Fields of Gold


INTERVIEW:HE MAY BE one of the State’s most eminent barristers, but John Rogers also has another life, one that’s far away from horse hair wigs and legal briefs. It involves crop rotation, combine harvesters and yields per tonne.

The senior counsel and former attorney general runs a farm in Slane, Co Meath. His 200 year-old farmhouse at Crewbane overlooks the Boyne Valley and the burial tomb at Knowth. If that isn’t enough, Newgrange is down the road.

“This area of the Boyne Valley is really a fabulous place to live,” he says. “It’s a lovely spot.”

And it’s from this lovely spot that he has started another enterprise. Next week he will launch Newgrange Gold, a range of premium rapeseed and camelina oils for culinary purposes.

It all started about 20 years ago when the barrister bought the farm in an effort to leave the city behind after his working day.

“It was an experiment to try to look at a different way of living,” he recalls. Up to then, he had been immersed in work. He was called to the bar in 1973 and was described by colleagues as one of the hardest-working barristers in the Law Library. He became a senior counsel in 1984 just as he was appointed attorney general by the Fine Gael-Labour coalition. He was still only 34.

Although he was born in Dún Laoghaire, his father was from Meath and he spent a lot of his childhood in Navan and knew the territory when he bought the farm. Rogers started his agricultural experiment with cattle.

“I had a suckler herd for 12 or 14 years but I couldn’t make it work,” he says. “Some years I would do all right but other years it didn’t work at all.” He decided to plant grain and things went much better.

A few years ago, the barrister began planting rapeseed. As he watched trailer loads of the bright yellow crop leaving his farmyard he began to wonder if there was something he could do with it.

Rapeseed oil, which can be used in the same way as olive oil, is high in Omega 3, 6 and 9. So Rogers decided to try producing his own culinary oil. The cold-pressed oil was fruity and flavoursome. He had found his niche.

This year he hopes his entire rape crop will be pressed into oil. As well as plain rapeseed oil, he has produced a rapeseed oil with garden herbs and one with chilli garlic.

He has also branched into camelina oil, a lighter-tasting nutty oil suitable for dressings and marinades. “It has about two and a half to three times the level of Omega 3 as rapeseed oil which makes it very special,” he says.

The products are stocked in shops such as Donnybrook Fair and Morton’s of Ranelagh as well as a sprinkling of supermarkets around the country but Rogers is also exercising his powers of persuasion to gain a foothold with the multiples. “I’m optimistic about it,” he says.

This all sounds like a lot of work, so when does he fit in the day job at the Four Courts? “First of all, I have a lot of help, really great help. And secondly, this is my other life. I don’t go to the cinema.
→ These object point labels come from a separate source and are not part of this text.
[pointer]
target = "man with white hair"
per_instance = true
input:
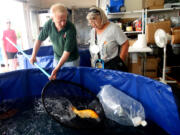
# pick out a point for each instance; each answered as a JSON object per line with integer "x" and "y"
{"x": 62, "y": 33}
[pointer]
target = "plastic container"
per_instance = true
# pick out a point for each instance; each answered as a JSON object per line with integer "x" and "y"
{"x": 120, "y": 107}
{"x": 115, "y": 5}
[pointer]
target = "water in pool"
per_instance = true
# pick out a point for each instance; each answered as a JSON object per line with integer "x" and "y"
{"x": 32, "y": 119}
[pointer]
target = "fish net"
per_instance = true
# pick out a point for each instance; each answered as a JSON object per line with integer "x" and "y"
{"x": 59, "y": 96}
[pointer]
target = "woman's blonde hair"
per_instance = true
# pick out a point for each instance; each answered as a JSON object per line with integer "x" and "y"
{"x": 58, "y": 8}
{"x": 95, "y": 11}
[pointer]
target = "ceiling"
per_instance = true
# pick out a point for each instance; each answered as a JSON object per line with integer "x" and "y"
{"x": 69, "y": 3}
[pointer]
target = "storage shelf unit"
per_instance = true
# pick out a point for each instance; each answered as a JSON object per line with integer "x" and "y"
{"x": 130, "y": 14}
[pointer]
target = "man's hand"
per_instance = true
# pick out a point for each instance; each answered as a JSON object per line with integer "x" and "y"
{"x": 32, "y": 60}
{"x": 53, "y": 74}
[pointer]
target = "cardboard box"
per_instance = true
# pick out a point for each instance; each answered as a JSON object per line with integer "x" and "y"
{"x": 152, "y": 27}
{"x": 153, "y": 4}
{"x": 134, "y": 5}
{"x": 150, "y": 69}
{"x": 132, "y": 41}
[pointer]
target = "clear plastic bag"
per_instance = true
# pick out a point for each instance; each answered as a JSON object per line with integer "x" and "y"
{"x": 120, "y": 107}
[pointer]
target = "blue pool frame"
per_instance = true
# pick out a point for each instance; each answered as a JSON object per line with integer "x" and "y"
{"x": 157, "y": 98}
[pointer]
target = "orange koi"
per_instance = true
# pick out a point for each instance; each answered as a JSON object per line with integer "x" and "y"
{"x": 87, "y": 113}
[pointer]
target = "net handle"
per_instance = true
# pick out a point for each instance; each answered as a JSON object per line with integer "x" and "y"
{"x": 25, "y": 55}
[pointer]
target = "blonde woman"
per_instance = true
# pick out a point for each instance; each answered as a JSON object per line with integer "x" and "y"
{"x": 107, "y": 41}
{"x": 62, "y": 34}
{"x": 9, "y": 51}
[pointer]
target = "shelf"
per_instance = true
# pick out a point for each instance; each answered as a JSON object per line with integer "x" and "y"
{"x": 132, "y": 32}
{"x": 163, "y": 9}
{"x": 128, "y": 12}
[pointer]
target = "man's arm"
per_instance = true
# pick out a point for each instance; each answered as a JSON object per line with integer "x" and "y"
{"x": 124, "y": 50}
{"x": 35, "y": 50}
{"x": 62, "y": 60}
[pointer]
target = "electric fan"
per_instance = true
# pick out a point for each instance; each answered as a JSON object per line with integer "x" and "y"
{"x": 161, "y": 39}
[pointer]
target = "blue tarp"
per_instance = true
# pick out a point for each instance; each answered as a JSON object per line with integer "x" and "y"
{"x": 156, "y": 98}
{"x": 45, "y": 58}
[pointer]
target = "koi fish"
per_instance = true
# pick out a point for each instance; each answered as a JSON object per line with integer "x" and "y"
{"x": 87, "y": 113}
{"x": 8, "y": 114}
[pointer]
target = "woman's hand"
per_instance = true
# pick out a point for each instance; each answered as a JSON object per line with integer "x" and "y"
{"x": 53, "y": 74}
{"x": 33, "y": 60}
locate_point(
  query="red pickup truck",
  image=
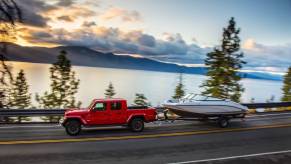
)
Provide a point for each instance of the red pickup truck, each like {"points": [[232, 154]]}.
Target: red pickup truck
{"points": [[103, 112]]}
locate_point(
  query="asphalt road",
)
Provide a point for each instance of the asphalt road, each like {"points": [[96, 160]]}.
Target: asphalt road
{"points": [[259, 139]]}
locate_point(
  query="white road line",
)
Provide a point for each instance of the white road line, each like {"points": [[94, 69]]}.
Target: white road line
{"points": [[233, 157], [28, 126], [265, 115]]}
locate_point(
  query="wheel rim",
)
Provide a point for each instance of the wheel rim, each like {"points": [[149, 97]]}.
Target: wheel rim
{"points": [[73, 128], [223, 123], [138, 125]]}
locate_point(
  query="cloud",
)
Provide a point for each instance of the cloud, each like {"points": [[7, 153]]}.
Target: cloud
{"points": [[66, 18], [89, 24], [265, 56], [31, 10], [65, 3], [124, 15]]}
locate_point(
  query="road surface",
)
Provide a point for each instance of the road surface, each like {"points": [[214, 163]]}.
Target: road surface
{"points": [[260, 139]]}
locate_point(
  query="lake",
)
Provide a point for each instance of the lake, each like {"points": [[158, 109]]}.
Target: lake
{"points": [[157, 86]]}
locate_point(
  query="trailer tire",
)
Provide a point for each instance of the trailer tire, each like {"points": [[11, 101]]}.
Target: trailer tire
{"points": [[223, 122], [73, 127], [136, 125]]}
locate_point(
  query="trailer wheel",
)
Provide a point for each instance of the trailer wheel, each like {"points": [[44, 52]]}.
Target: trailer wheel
{"points": [[223, 122], [136, 125], [73, 127]]}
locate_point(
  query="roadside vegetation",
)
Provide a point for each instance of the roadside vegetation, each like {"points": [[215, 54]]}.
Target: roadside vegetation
{"points": [[179, 90], [141, 100], [223, 65]]}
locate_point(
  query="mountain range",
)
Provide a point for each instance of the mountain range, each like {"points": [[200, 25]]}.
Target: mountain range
{"points": [[83, 56]]}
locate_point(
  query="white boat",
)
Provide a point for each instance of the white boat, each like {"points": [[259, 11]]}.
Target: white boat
{"points": [[194, 105]]}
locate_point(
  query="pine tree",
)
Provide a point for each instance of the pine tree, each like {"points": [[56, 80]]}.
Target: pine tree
{"points": [[287, 86], [141, 100], [110, 92], [19, 97], [64, 86], [10, 13], [179, 90], [223, 64]]}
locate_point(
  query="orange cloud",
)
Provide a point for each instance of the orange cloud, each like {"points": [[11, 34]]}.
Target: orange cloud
{"points": [[125, 15]]}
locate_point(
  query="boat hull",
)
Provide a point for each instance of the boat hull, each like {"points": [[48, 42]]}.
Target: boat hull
{"points": [[205, 110]]}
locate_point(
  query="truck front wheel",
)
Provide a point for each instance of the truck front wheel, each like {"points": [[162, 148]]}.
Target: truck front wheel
{"points": [[73, 127], [137, 125]]}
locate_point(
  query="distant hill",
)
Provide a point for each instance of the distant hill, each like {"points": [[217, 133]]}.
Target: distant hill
{"points": [[83, 56]]}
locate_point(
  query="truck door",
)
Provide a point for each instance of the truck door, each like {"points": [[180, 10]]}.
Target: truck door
{"points": [[99, 114], [118, 113]]}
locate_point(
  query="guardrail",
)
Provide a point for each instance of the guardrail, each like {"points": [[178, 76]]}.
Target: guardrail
{"points": [[267, 105], [60, 112], [31, 112]]}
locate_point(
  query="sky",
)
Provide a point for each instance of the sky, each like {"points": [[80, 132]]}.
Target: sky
{"points": [[178, 31]]}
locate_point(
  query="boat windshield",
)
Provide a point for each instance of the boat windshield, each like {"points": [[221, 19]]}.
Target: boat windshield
{"points": [[197, 97]]}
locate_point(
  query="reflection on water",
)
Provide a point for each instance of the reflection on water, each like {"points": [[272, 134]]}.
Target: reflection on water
{"points": [[157, 86]]}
I don’t have a television,” he says.

“This is like another lung for me. The legal practice is extremely demanding and it’s great to have a way of getting completely away from it because you do need breaks for yourself . . . I’m consumed by this.”

Not surprisingly, he doesn’t see much of the farm during the working week. The barrister has been involved in a roll-call of famous cases and tribunals, most recently representing Independent TD Thomas Pringle who challenged the ratification of the European Stability Mechanism (ESM) treaty.
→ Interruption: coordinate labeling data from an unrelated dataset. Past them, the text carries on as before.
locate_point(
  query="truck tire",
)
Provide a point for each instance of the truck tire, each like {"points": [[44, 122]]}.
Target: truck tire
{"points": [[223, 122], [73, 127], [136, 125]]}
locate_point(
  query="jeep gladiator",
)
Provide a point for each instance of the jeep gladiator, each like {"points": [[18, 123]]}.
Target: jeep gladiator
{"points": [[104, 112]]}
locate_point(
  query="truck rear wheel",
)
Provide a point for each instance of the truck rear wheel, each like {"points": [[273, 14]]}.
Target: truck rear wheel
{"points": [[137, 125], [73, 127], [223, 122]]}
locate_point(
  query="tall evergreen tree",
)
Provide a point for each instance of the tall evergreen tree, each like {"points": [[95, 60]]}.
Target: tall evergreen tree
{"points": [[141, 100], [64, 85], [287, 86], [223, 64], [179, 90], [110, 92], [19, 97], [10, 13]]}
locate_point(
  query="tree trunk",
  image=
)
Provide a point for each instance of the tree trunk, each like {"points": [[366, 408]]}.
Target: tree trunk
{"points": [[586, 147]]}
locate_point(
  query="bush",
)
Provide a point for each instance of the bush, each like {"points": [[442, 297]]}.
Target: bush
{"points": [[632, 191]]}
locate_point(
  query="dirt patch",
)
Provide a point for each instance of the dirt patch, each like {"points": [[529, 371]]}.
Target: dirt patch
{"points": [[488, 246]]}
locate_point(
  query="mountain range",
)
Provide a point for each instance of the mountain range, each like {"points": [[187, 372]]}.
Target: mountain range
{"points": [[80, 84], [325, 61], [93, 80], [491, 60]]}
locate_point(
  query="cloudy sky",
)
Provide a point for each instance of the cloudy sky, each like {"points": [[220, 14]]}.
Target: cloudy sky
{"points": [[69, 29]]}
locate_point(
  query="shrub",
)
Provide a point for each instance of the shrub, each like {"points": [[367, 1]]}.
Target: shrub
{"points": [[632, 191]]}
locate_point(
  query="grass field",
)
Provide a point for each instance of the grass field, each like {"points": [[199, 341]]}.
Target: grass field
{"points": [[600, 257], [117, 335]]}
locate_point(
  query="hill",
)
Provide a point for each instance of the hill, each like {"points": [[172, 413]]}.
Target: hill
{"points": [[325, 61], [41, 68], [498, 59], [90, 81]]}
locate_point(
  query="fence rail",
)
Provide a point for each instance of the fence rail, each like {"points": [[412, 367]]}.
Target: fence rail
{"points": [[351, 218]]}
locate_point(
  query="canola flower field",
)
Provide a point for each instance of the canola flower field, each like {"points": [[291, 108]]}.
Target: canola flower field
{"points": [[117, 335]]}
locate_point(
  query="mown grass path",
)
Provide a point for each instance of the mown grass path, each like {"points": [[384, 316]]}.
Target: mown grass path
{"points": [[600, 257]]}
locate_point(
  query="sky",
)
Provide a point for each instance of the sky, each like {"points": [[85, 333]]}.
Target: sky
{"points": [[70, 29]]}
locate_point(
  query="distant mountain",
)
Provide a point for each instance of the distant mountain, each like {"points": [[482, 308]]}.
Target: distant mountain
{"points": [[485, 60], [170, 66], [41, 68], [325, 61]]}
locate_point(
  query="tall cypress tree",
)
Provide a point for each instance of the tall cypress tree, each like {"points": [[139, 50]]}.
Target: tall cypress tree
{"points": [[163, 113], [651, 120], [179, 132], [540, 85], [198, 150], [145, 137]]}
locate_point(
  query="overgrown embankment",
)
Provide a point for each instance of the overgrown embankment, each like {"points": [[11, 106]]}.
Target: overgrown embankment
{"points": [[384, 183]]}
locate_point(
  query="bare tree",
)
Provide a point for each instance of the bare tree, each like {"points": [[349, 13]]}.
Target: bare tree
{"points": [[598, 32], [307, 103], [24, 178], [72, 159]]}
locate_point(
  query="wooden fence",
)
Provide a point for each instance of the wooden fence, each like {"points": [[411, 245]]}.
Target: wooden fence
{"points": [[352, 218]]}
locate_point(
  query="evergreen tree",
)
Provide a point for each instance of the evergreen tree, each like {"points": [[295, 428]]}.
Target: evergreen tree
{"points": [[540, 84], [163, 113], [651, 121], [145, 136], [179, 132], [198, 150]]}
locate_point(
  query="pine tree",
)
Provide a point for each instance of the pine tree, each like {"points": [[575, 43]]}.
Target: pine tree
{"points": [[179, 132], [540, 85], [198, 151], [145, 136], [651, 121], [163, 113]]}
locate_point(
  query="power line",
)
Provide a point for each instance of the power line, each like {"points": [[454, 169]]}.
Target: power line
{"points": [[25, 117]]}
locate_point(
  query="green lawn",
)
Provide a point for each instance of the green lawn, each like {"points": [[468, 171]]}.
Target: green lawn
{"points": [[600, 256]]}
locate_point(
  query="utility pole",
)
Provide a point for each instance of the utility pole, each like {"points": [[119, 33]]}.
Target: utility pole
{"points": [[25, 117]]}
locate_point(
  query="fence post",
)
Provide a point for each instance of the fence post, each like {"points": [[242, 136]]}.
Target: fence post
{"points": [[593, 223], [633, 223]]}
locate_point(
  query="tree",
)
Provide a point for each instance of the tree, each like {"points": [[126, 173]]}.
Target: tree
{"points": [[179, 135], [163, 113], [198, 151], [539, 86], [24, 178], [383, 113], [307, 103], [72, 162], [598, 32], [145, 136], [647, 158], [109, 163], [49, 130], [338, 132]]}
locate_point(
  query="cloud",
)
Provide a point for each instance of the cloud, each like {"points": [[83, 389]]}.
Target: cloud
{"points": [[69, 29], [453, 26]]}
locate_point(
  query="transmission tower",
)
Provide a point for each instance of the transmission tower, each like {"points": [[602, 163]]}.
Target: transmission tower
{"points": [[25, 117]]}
“I would have no time for the farm during the week, absolutely no time,” he says. “That’s why I couldn’t do any of this without serious help, and with people who know what they are doing.” His son Jack, an agricultural science graduate, is involved in the farm but he too caught the legal bug and is a junior counsel. Local man Ian Downey has worked on the farm for years “and he’s fabulous,” he says.

Despite his love of the land, Rogers has no plans to cast off his black gown and wear the wellies full-time.

“No, honestly I don’t. I think I would get lonely. I’ve been doing very interesting work and that’s what I intend to stay doing.”

His enterprise may be small but Rogers believes this is the path people should take. “We have to begin looking at small ways of making enterprise. It’s one thing to rely on the big conglomerate food producers but there’s really high quality Irish food that can be made in a small way and which can be on the shelves of every supermarket,” he says. “And that’s the plan for us.”

Newgrange oils cost from €3.45 for 250ml.